The main character Anthony McCoy (Yahya Abdul-Mateen II) is an artist who has succeeded in his field thanks to the help from his partner Brianna Cartwright (Teyonah Parris). McCoy is a Black artist working in predominantly white spaces. He is affluent, beautiful, and clever, but searching for new inspiration. That’s when he hears about Candyman and what happened to Helen Lyle as told to him by a former resident of Cabrini Green. This story presented to McCoy in the movie is actually a false account of the events which take place in the first movie. Yet McCoy doesn’t question the veracity of it upon hearing the story for the first time. Even after learning about the method used to summon Candyman, McCoy still views the horror and deaths relating to Candyman as something he can monetize for his own gain and prestige in the art world. 

In this sense, he is the inverse of Helen from the first movie. Whilst she was naïve about racism beyond the abstract, McCoy is naïve about the monster instead of the racism. We later learn McCoy is from Cabrini Green itself, making him a victim of the old segregated Chicago. But he still doesn’t see the myth of Candyman as anything other than something he can use in his artwork. Like Helen, his naivete eventually leads to his own destruction.

What makes this even more terrifying is the idea that even once Black people have moved into different professions and started to accrue wealth, we must still recognize daily that racism is a permanent feature in our past, present, and future. These characters seem free of such concerns and yet that ultimately leads them back towards the realities of racism and death. We as Black people subconsciously or consciously have to bear the weight of racism and anti-Blackness on our shoulders when we should not have to.
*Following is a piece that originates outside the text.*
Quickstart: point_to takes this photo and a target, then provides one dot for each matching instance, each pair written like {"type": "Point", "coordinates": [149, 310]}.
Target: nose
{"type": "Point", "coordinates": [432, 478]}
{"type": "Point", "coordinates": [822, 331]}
It is the saddening subtext to this sequel.

Director Nia DaCosta and Yahya Abdul-Mateen II on the set of Candyman.

This sequel is more concerned with the legend of Candyman than it is with the characters. This can make the movie seem cluttered as plot twists and revelations are introduced toward the end of the movie. I would argue that, unlike the first movie, the figure of Candyman and the thematic resonance he brings with him is more important to the writers than a deeper focus on character dynamics. Whilst these criticisms have value, my main criticism of the new movie is that it doesn’t reference the trials Black women face within society, which is a rare oversight in such a thoughtful movie.

At the film’s end, we hear the new Candyman recite Tony Todd’s dialogue from the first movie and we see reflected in a police car window all of the iterations of the Candyman in the window. As the movie concludes Tony Todd himself appears and demands that Brianna “tell everyone.” Candyman and the new Candy-men all live in him now. As Black people today are shot by police and young children like Tamir Rice are murdered for carrying a toy gun by police, whilst Black people across the world have to hear racist epithets and our communities are ravaged by segregation in places like Cabrini Green, then Candyman can only become more powerful, just as the scourge of racism becomes more powerful. 

The “tell everyone” demand is not just a reference to the fact Candyman believes his malevolent nature is nurtured within the power of his myth. It is also a demand that every audience member understands that as long as racism exists, it will continue to destroy Black lives and eventually the lives of everybody in the vicinity. That is the terrifying idea at the core of these movies. DaCosta has created a horrific fable about the brutal cost of racism within society whilst expanding that theme from the original movie through scale and gravitas.